Desde os anos 70 que o País está todo pensado para os grandes centros e a faixa litoral. É preciso regionalizar. Há muitas coisas que governos regionais podem apoiar e que o Governo da República não pode face às diretivas de Bruxelas que são sempre para castigar os pobres e os periféricos. Enquanto não tivermos a audácia de pôr as regiões a competir, não saímos da cepa torta. Tudo estava preparado para não passar o referendo da regionalização, há alguns anos. Associaram logo o referendo à definição de fronteiras. Isso foi pernicioso.

Atualmente, há condições políticas para se recuperar a regionalização?
Devemos avançar com um processo de regionalização confinado ao espaço da comissões de coordenação. Uma capital simpática para um governo regional do Norte seria Vila Real. Não pode ser o Porto. O Porto é tão ou mais umbiguista e centralista que Lisboa, não tem é força. O que está agora a acontecer com a definição do quadro comunitário Portugal 2020 é um bom exemplo: se o presidente da Câmara do Porto pudesse usar todo o dinheiro do quadro comunitário na sua cidade, naturalmente que o faria.

O que é que Montalegre perdeu nessa luta pelos fundos comunitários?

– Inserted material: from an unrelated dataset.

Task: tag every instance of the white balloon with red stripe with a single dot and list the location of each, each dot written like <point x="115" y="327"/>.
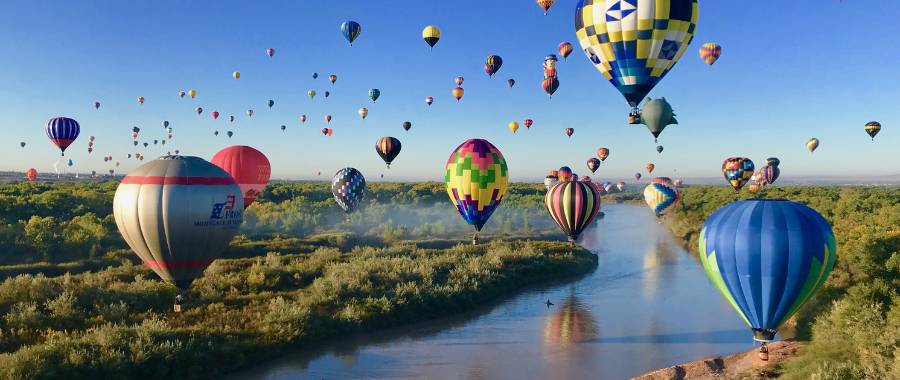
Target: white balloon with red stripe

Montalegre apanhou umas sobras, umas migalhas. Tudo está pensado para se fazerem as grandes aplicações de dinheiros nos sítios onde ele sempre foi aplicado. A única coisa que está contratualizada para o concelho de Montalegre, para sete anos, são seis milhões de euros. Desses seis milhões, a serem geridos pela Câmara são três milhões. Isto dá que pensar! Já conseguimos sensibilizar o diretor regional de Cultura do Norte para nos apoiar no propósito de incluir o financiamento da reabilitação do Castelo de Montalegre, fora desses seis milhões de euros. Estamos a falar de uma obra de 1,5 milhões de euros em património que é do Estado, que é monumento nacional. Era ao Estado que cabia alocar 15% do investimento para que a sala de visitas de Montalegre possa estar aberta ao público. A obra vai avançar em 2017, a Câmara vai lá meter os 250 mil euros que deveriam ser do Ministério da Cultura, mas vamos ter orgulho, vaidade e a alegria de abrir a sala de visitas de Montalegre. Estou na Câmara há 27 anos e ela esteve sempre fechada!
 
Presidente - «Semana do Barrosão inspira novo itinerário gastronómico»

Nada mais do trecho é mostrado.